Rénover au lieu d’innover
Désignant initialement la capacité à remettre quelque chose à neuf, la définition de « l’innovation » a depuis bien changé. Un saut du coq latin à l’âne de la startup nation.
Libéré, Rénové
Incubateur, accélérateur, croissance, hypercroissance, startup et même scale up, si vous côtoyez de près ou de loin la startup nation, je parie que ce jargon de la vitesse ne vous est pas étranger. C’est même un critère de réussite, à en croire les unes de certains médias qui s’extasient sur les vitesses records de certaines levées de fonds. Pour innover et entreprendre, il semblerait qu’il faille lever beaucoup d’argent, et vite. Mais qu’y a-t-il derrière cette injonction de la vitesse ? Et puis est-ce qu’on est forcément obligés d’aller vite lorsqu’on porte un projet ?
Le philosophe Vincent Bontems nous apprend que le concept d’innovation a beaucoup évolué. Chez les Latins cela signifiait remettre à neuf, rénover. On est donc très loin de l’idée de génie des inventeurs…Le terme innover est également utilisé par les penseurs comme Montaigne, Bacon et Machiavel. Sous leur plume de philosophes du politique, le mot renvoie à la transformation des fonctions de l’Etat, loin de l’acception actuelle qui le lie à la prise de risque.
De la rénovation à la disruption
L’idée du risque arrive bien plus tard, au cours des XIXè et surtout XXè siècle. Apparaissent alors la notion d’entrepreneurs puis celle de disruption, inventée par Clayton Christensen au cours des années 90, dont la théorisation culmine avec le concept d’innovation de ruptur. Aujourd’hui, le concept de disruption est tellement utilisé qu’on peut avoir le sentiment que l’innovation passe forcément par la rupture, la destruction de quelque chose, comme le laisse penser le dynamitage du marché des taxis par Uber.

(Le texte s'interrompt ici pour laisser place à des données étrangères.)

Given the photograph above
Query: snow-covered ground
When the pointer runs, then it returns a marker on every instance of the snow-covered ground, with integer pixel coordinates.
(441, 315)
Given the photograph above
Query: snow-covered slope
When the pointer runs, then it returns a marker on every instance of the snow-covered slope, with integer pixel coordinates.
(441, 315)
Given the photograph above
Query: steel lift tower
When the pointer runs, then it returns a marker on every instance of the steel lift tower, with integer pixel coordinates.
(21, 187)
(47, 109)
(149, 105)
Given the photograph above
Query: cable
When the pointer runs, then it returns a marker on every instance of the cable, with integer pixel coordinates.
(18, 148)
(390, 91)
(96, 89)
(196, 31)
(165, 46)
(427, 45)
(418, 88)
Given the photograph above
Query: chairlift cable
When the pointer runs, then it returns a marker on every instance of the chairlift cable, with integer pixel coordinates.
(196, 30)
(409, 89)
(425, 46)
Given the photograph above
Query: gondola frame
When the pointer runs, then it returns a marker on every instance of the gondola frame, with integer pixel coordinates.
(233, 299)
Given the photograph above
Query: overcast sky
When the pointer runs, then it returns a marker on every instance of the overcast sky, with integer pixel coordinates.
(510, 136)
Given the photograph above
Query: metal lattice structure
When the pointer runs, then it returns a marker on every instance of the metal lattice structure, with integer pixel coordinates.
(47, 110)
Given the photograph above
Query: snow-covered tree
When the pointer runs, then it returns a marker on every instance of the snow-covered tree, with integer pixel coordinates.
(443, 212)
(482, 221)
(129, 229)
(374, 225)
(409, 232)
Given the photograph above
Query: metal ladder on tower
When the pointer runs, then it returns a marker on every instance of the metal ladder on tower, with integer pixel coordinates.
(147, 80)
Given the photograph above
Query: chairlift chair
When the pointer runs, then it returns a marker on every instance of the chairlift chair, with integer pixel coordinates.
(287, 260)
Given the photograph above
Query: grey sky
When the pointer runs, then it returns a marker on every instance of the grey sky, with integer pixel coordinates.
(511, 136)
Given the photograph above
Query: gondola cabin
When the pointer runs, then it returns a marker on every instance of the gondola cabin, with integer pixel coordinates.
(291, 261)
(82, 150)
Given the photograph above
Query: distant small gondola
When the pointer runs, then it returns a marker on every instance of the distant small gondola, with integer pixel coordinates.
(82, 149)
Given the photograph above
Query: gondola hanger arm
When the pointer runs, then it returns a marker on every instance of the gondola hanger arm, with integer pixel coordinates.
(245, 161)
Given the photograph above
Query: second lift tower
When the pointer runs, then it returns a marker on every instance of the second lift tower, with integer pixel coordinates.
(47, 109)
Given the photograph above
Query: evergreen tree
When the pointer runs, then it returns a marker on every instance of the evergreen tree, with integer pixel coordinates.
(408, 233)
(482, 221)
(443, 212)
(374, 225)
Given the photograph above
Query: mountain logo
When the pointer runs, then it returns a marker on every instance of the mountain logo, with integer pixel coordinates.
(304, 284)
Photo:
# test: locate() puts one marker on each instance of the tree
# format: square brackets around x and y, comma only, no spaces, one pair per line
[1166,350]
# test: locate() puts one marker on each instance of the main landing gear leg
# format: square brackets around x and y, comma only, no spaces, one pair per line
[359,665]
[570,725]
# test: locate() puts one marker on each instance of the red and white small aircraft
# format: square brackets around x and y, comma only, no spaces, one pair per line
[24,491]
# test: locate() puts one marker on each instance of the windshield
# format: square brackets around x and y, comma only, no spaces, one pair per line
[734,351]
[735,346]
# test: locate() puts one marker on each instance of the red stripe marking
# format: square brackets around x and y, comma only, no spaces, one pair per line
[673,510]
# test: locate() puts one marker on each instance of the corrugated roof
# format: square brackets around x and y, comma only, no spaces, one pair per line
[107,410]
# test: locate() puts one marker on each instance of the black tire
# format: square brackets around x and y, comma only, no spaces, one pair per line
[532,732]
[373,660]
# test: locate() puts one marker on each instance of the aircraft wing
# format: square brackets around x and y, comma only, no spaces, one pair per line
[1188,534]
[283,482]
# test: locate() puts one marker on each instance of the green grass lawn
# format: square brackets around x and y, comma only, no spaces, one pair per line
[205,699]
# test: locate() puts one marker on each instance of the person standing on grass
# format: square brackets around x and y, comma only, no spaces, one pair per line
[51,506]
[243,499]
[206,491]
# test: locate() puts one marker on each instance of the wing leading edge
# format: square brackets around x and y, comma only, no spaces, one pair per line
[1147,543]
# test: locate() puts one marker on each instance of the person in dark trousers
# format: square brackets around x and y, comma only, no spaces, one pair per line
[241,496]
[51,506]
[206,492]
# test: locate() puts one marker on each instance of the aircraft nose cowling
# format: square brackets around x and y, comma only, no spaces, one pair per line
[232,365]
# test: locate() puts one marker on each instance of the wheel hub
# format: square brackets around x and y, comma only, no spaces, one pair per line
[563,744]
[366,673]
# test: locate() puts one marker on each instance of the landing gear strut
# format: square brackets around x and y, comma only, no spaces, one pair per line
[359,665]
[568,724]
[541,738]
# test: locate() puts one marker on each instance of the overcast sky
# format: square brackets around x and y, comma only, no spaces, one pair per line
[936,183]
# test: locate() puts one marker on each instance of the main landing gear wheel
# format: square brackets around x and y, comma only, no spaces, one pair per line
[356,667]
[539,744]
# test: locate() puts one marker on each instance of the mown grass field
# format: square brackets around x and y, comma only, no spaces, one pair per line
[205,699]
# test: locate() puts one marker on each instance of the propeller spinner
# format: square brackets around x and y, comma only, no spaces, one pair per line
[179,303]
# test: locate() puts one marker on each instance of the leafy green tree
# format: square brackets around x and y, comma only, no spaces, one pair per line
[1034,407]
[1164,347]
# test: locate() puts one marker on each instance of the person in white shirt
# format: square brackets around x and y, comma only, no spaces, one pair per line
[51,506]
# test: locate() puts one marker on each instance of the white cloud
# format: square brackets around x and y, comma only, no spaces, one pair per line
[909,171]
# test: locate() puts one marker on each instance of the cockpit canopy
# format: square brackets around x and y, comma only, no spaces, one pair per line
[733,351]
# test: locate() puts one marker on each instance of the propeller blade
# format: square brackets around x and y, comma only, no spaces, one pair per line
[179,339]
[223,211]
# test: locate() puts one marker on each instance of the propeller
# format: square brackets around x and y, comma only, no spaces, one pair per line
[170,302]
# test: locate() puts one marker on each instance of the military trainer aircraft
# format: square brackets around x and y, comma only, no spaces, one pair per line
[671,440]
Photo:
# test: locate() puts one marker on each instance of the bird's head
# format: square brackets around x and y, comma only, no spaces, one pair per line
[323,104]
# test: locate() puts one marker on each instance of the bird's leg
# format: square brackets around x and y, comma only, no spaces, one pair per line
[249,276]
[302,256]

Mais la destruction créatrice, concept schumpeterien cher à Christensen, est selon lui censé être l’exception plutôt que la règle. Ce qui a changé aujourd’hui n’est pas tant l’innovation en elle-même, qui a toujours besoin de temps pour se concrétiser : 30 ans ont été nécessaires pour mettre au point la technologie de l’ARN messager. Ce qui a changé, c’est l’arrivée d’investisseurs qui misent sur une startup tout en souhaitant récupérer leur mise le plus vite possible. Et pourtant, pas un jour ne passe sans qu’on mette l’accélération de notre époque sur le dos des technologies.
Alors, comment lutter contre cette injonction de la vitesse ? Certains se tournent vers le slowpreneuriat, et misent sur d’autres critères de réussite que les seuls critères financiers, tout en essayant de garder du temps pour eux. L’entrepreneur Yann Mauchamp, me lançait récemment l’idée de lancer un décélérateur, un endroit où on inventerait différemment et surtout lentement. Au lieu d’innover, on pourrait essayer de rénover comme les latins. Finalement, on a rien inventé.